The research, authored by Lt. Colonel (res.) Elhanan Oren, was sent to the media last week, and the IDF is planning to make it available to the public in the near future.

The History of the Yom Kippur War is based on research originally classified as secret, but later downgraded to confidential, in 1998, so more people could have access to it.

In the introduction to the volume, which is not classified, the head of the Historical Branch, Colonel Shaul Shai, says it is "meant to provide the reader with a broad overview, a bird's eye view" of the war. However, browsing through the book and comparing it to classified research on the war provides less of a bird's eye view and more of a view of a worm.

Criticism of the commander of Division 143 in October 1973, Ariel Sharon, which characterized the 1992 edition, was softened in the 2004 edition.

Extensive chapters from the two formerly secret volumes edited by Oren, whose conclusion was that Israel failed to prevent the war and emerged from it with military gains that "were only partially related to the war aims, as they were defined," were published in 2003, marking the war's 30th anniversary.

Only then after that did Ya'alon authorize updating the research that led to the recent release.

The new volume includes considerable criticism of the Air Force and the way it was employed by the General Staff in the early stages of the war. According to the original battle plan, the Air Force was to establish air superiority on the Egyptian front at the outset. Instead, because of the pressure that was experienced on the Golan Heights from Syria, the Air Force was ordered to split its activity between the northern and the southern fronts, so that it did half a job in both but a complete job in neither.

The report concludes that it is "worthwhile" to review the considerations and the decisions that were taken by the General Staff (Mateh Klali) in using the Air Force, "even after taking account of the impressions created by the reports and warnings from the front, that were darker than the reality."

The report notes that at 7 am on the second day of the war, October 7, the Air Force was just beginning its operation Taggar that included over 100 missions against AA batteries and ground-to-air rocket installations, as well as attacks against Egyptian air bases, when dire reports arrived from the Syrian front that led Chief of Staff David Elazar to transfer the main air effort to the north.

The hasty and ill-planned effort in the north began without normal preliminary steps such as special flights to photograph enemy positions and artillery bombardment. The air operations were a near failure, with only two Syrian rocket emplacements knocked out permanently and a third disabled for only two days. Six planes were lost.

No sooner had that disastrous attack ended than the Air Force was sent to the south, but not to carry out its original plan. Rather it was sent to attack bridges over the Suez Canal laid by the Egyptian military, as well as enemy supply convoys. Even though the area was covered by enemy AA batteries, this attack was successful. Seven bridges were destroyed and another six were crippled. The Egyptian Third Army was delayed by a full day, and it eventually found itself effectively boxed in on the east bank of the canal.
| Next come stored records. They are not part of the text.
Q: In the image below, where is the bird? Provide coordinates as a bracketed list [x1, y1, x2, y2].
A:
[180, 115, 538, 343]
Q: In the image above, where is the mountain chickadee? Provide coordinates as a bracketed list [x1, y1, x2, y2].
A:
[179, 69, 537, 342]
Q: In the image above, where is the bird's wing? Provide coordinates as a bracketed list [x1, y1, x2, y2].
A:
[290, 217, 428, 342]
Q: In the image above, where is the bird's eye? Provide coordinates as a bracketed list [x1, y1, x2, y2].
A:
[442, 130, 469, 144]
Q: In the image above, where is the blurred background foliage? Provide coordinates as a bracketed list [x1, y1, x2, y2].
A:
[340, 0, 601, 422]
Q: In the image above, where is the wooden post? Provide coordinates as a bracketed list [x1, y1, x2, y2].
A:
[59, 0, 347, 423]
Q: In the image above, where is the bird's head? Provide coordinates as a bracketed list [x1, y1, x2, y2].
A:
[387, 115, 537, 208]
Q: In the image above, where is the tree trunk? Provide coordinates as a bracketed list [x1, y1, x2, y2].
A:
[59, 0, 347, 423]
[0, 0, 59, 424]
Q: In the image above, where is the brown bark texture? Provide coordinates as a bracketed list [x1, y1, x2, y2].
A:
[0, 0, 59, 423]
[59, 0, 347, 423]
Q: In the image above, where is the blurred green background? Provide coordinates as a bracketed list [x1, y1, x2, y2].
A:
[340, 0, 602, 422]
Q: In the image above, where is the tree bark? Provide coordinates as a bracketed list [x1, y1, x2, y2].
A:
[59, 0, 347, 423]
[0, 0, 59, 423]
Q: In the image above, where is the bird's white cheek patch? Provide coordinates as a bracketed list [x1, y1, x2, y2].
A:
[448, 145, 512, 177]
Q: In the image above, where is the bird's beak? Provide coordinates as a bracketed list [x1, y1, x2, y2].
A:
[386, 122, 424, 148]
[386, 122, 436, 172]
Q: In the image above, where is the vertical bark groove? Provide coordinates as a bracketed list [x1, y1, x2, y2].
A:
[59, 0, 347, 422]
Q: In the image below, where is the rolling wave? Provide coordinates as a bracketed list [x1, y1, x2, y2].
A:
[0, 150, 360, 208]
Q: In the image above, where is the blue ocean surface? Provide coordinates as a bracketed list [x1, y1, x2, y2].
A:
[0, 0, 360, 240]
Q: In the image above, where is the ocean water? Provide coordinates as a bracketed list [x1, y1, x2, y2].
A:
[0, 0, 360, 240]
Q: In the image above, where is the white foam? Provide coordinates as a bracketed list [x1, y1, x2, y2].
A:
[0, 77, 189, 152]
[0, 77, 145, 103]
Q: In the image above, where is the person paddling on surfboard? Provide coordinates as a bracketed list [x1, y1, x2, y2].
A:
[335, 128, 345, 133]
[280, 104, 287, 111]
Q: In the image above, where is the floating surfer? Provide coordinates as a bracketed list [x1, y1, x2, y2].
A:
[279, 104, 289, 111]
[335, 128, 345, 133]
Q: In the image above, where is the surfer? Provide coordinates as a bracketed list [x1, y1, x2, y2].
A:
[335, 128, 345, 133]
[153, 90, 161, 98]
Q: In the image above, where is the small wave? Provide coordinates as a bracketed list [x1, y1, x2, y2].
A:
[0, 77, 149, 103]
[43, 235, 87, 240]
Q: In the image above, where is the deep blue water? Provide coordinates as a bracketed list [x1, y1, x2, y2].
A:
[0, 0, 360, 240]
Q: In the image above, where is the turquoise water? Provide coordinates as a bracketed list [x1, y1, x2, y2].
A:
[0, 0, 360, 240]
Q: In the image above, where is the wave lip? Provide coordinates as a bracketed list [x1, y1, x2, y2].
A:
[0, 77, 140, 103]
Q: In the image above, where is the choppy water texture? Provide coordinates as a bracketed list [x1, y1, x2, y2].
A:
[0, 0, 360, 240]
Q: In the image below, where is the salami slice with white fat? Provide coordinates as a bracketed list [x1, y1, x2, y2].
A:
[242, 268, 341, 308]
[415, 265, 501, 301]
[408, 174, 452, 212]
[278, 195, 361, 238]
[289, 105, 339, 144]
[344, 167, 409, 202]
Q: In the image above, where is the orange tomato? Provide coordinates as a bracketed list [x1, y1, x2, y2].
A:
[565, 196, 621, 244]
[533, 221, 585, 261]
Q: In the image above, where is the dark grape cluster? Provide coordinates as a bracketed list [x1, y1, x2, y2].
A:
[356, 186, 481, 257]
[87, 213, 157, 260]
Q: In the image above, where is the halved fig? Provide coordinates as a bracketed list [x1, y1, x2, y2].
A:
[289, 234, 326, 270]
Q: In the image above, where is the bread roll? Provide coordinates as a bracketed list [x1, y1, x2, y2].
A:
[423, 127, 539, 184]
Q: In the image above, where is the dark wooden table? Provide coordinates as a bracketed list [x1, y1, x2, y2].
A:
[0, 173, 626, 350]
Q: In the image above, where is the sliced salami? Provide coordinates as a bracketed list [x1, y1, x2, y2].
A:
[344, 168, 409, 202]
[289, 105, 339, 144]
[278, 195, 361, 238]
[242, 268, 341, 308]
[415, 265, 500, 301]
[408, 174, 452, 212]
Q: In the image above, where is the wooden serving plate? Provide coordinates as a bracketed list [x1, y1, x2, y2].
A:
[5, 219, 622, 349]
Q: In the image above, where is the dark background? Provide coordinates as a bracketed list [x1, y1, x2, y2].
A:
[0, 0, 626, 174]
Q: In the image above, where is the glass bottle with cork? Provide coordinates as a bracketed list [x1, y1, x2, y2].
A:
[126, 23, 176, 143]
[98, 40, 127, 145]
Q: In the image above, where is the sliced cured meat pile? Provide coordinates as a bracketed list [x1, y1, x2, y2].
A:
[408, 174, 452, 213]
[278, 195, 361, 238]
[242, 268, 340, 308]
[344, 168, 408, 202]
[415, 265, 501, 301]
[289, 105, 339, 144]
The whipsaw of the Air Force resulted in the worst day of losses for the entire war. Altogether 22 planes were shot down, 13 from rockets, eight by ground fire and one in a dogfight.

On subsequent days, Air Force was also not used in the way that in retrospect seems most reasonable. Nonetheless, besiyata deShmaya, the Air Force did establish superiority over the enemy air forces, and prevented any bombing of Israeli cities. In the end, the Air Force provided crucial cover that allowed the reserve forces to get organized and to go to reinforce the troops in the field.

The report also covers the confusion and cross-purpose action that prevailed between General Ariel Sharon who commanded Division 143 and was ordered to prepare just for defense. Instead he attacked at various points, not always successfully. Later he argued that he only attacked in the context of preparing his defenses, but that was not the impression he gave at the time to the commanders in the field.

In short, the more one hears the details of what happened, the more one has to conclude that the most important ally in war is Hashem Elokecho.